Nurses General Nursing
Published Aug 5, 2007
medical renal
4 Posts
Our "money man" has cut nursing to bone. Nurse to patient ratio's 6&7:1 and one tech for 20 patients!!!!
By crunching numbers and work studies, I made a proposal and it was accepted and now I am scared that I made a deal with the devil--
I agreed to have each nurse take eight patients with her own multi functional tech. This tech, in addition to regular duties will do phlebotomy, ekg's,and can do any "clean" procedures that are taught at home, such as simple wound care, straight caths, etc. The nurse and tech would share the same schedule and would truly be a team.
The tradeoff? At 24 patients, we would call for four nurses, two techs. At 22 patients, we call for three nurses and one tech. Now we call for three nurses and three techs.
If my 8 hour techs do not choose to transfer to another floor, I will have to hire an additional 9 full time techs for my floor.
HAS ANY BODY DONE THIS? WHAT DO YOU THINK?:trout:
Tweety, BSN, RN
35,149 Posts
The techs will love it, the nurses probably won't. I worked with a similar schedule and having 8 patients was extremely difficult even when I had a tech assigned to just me. Passing meds, doing treatments, doing teaching, discharging, admitting, charting, etc. for 8 patients is too hard.

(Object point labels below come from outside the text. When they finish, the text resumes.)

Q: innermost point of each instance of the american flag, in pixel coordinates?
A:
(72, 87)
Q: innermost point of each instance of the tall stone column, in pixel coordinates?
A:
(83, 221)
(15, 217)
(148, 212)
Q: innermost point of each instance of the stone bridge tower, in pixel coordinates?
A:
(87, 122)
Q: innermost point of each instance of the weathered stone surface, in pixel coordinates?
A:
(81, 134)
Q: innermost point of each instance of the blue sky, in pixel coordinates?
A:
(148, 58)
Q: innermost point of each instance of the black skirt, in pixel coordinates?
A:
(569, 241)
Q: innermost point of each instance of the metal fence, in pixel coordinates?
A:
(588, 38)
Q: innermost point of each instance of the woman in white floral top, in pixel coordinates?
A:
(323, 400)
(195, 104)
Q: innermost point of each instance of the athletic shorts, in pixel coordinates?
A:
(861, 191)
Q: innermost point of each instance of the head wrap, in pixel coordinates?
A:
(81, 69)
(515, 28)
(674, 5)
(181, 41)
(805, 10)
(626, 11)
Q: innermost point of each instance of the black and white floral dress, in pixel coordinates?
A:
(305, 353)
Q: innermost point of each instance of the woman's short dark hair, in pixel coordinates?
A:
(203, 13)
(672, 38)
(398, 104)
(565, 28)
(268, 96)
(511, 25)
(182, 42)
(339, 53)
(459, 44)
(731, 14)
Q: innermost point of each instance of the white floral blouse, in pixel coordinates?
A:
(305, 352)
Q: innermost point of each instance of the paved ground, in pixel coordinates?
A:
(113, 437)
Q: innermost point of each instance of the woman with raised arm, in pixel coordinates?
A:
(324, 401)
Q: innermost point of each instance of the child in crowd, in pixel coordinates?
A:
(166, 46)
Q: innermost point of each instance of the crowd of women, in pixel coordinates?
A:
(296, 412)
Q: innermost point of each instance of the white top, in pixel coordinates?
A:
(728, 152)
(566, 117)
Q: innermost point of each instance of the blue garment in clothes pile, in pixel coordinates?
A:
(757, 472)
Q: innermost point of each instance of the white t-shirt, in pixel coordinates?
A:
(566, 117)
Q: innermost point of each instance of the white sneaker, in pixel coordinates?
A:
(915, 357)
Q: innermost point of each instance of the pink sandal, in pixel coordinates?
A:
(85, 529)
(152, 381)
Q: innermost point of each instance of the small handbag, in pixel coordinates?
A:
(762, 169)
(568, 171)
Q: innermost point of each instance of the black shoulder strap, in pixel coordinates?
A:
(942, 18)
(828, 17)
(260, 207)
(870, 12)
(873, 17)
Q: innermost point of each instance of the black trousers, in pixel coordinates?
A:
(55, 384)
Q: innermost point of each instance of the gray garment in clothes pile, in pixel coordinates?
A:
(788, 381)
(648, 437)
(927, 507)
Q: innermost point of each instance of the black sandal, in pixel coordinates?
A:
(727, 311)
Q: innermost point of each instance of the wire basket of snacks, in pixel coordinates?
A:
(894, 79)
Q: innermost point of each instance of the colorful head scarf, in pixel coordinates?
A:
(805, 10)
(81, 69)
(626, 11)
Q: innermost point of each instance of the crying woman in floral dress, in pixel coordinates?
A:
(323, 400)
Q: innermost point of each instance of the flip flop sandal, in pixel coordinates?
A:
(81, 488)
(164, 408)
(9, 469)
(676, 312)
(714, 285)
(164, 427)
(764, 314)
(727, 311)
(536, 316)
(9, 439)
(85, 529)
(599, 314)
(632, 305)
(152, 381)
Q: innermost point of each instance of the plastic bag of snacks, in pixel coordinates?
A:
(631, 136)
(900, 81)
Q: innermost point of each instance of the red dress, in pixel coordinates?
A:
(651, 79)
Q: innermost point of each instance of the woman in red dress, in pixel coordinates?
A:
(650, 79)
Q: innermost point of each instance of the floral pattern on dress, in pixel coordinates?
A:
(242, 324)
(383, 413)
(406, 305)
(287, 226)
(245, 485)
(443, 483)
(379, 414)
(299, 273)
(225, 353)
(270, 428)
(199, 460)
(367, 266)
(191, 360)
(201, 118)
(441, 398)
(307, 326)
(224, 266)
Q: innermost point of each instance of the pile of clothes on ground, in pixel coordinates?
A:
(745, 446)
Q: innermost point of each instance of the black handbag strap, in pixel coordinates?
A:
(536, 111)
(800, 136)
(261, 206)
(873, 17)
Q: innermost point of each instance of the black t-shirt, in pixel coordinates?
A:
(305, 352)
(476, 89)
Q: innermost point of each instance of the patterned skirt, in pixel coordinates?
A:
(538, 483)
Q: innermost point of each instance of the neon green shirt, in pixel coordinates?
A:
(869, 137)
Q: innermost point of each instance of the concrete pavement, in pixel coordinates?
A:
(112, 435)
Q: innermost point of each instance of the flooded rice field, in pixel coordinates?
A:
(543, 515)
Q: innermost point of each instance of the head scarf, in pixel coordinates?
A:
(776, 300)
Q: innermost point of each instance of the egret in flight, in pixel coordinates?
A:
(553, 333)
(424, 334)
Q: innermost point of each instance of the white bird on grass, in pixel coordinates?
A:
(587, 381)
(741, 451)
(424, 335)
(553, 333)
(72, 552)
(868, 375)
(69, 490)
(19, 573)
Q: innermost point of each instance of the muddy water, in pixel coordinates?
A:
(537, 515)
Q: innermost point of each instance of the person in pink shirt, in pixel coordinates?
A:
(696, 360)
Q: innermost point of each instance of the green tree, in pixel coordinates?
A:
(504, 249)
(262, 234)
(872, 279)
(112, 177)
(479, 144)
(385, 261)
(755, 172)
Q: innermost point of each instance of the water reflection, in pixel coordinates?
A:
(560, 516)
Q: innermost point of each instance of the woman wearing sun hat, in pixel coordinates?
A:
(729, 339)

Tweety--I agree; however, What else can I do? If I cannot change the nurse to patient ratio, at least giving them a tech has to help. Currently, our techs do vital signs, beds and baths, I&O's and fingersticks. So I am expanding their scope quite a lot.
I came off the floor less than a year ago and still am a nurse more than a manager. Do you see any alternatives?